A declaração foi dada durante uma missa para 100 mil fiéis na Basílica da Imaculada Conceição, em Mongomo, na Guiné Equatorial, país de cerca de 2 milhões de habitantes e com população majoritariamente católica. O público da celebração inclui peregrinos dentro da igreja e nas áreas circundantes.
“O Criador vos dotou de tantas riquezas naturais: exorto-vos a cooperar para que sejam uma bênção para todos. Que o Senhor vos ajude a tornar-vos cada vez mais uma sociedade em que cada pessoa, segundo as suas diferentes responsabilidades, trabalhe para servir o bem comum e não interesses particulares, superando as desigualdades injustas entre os privilegiados e os desfavorecidos”, afirmou o pontífice americano em sua homilia.

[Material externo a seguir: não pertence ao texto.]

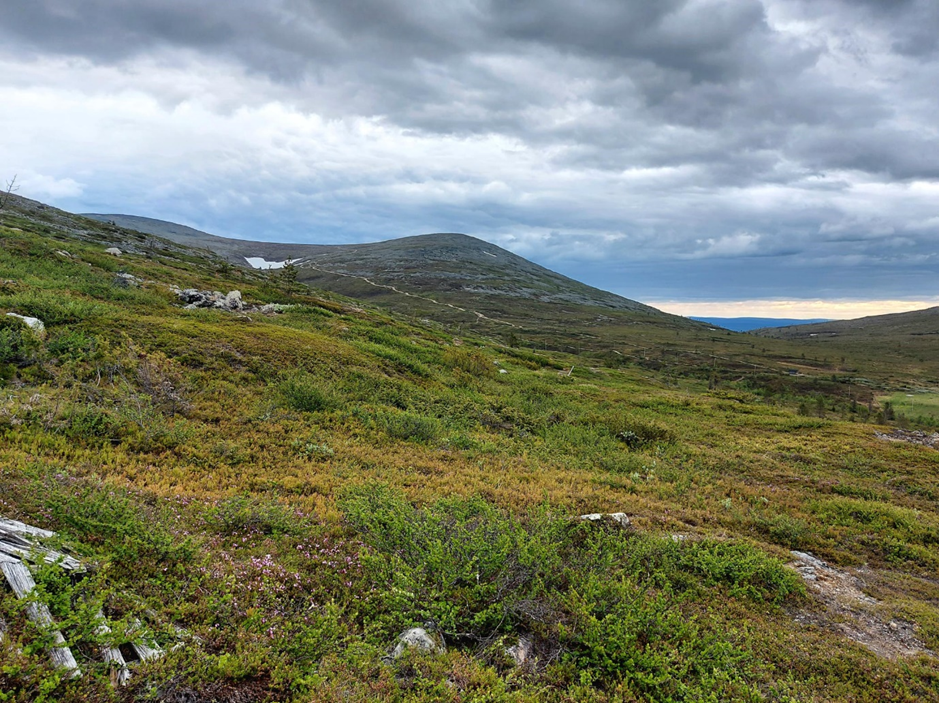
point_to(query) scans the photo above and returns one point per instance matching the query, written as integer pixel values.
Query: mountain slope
(900, 347)
(748, 324)
(452, 278)
(915, 323)
(273, 496)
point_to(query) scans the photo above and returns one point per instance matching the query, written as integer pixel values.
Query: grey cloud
(749, 130)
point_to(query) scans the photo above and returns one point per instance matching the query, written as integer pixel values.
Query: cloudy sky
(737, 157)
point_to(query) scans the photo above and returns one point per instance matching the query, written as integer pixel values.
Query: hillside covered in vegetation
(271, 489)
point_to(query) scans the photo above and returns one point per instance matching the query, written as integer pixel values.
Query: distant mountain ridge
(915, 323)
(450, 265)
(746, 324)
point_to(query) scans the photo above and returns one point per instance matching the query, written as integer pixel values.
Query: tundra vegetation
(273, 497)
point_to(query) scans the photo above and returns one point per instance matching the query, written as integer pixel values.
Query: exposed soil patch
(851, 612)
(912, 437)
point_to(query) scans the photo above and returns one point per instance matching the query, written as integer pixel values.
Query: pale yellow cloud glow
(800, 309)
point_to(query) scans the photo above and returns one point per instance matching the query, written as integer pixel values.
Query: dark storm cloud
(698, 130)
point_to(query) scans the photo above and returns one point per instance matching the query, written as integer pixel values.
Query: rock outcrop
(34, 323)
(426, 639)
(193, 299)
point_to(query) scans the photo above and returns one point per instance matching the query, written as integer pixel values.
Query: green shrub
(89, 422)
(470, 361)
(304, 392)
(18, 343)
(53, 308)
(409, 426)
(73, 346)
(634, 432)
(244, 514)
(462, 562)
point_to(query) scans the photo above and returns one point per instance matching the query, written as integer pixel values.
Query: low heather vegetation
(272, 498)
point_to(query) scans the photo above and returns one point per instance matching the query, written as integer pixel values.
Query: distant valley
(746, 324)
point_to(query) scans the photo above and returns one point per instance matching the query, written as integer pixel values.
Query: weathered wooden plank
(144, 649)
(21, 528)
(21, 581)
(25, 550)
(112, 655)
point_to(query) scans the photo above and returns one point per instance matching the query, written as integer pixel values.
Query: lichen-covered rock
(620, 518)
(522, 652)
(193, 299)
(34, 323)
(427, 639)
(125, 280)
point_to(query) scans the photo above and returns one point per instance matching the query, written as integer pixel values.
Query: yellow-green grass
(198, 457)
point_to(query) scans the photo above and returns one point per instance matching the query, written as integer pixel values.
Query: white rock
(34, 323)
(621, 518)
(418, 638)
(521, 652)
(233, 300)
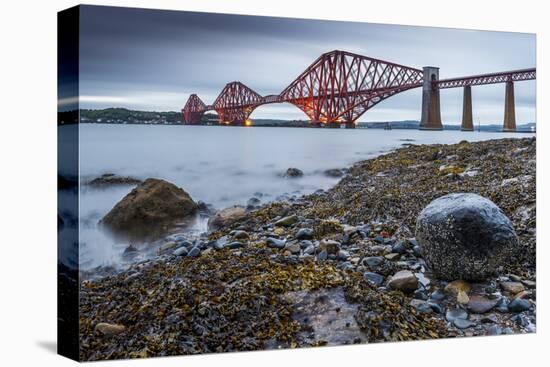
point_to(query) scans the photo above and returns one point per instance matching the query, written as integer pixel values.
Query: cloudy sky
(152, 60)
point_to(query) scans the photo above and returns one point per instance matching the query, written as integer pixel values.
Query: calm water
(223, 166)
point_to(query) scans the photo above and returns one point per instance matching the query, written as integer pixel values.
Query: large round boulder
(465, 236)
(152, 204)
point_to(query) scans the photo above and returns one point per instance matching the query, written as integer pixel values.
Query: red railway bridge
(338, 87)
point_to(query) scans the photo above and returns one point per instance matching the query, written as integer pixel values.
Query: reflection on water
(222, 166)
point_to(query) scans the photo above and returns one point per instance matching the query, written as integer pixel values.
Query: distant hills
(126, 116)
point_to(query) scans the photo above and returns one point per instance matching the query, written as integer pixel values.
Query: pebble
(181, 251)
(234, 245)
(275, 243)
(421, 306)
(310, 250)
(109, 329)
(480, 304)
(462, 323)
(374, 278)
(373, 261)
(286, 221)
(240, 235)
(399, 247)
(519, 305)
(343, 255)
(293, 248)
(404, 280)
(512, 287)
(457, 286)
(456, 313)
(304, 234)
(332, 247)
(194, 252)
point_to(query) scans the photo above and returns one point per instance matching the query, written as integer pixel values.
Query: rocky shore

A Guiné Equatorial conta com grandes reservas de petróleo, produto destinado sobretudo à exportação, mas tem mais da metade da população abaixo da linha da pobreza. A nação é governada há quase 47 anos pelo presidente Teodoro Obiang Nguema Mbasogo, que assistiu à missa em Mongomo e é acusado de violações de direitos humanos.
Na homilia, o Papa também destacou a existência de uma “grande fome de futuro, esperança, justiça, paz e fraternidade”.
“O futuro depende das suas escolhas; está confiado ao seu senso de responsabilidade e ao compromisso compartilhado em salvaguardar a vida e a dignidade de cada pessoa”, salientou Leão XIV.
O pontífice também alertou para as “condições preocupantes” enfrentadas por detentos nas prisões da Guiné Equatorial, pouco antes de visitar a penitenciária de Bata, conhecida pela superlotação e pelos relatos de maus-tratos contra prisioneiros.
“Que os espaços de liberdade cresçam, que a dignidade da pessoa humana seja sempre protegida: penso nos mais pobres, nas famílias em dificuldade; penso nos prisioneiros, muitas vezes forçados a viver em condições higiênicas e sanitárias preocupantes”, disse.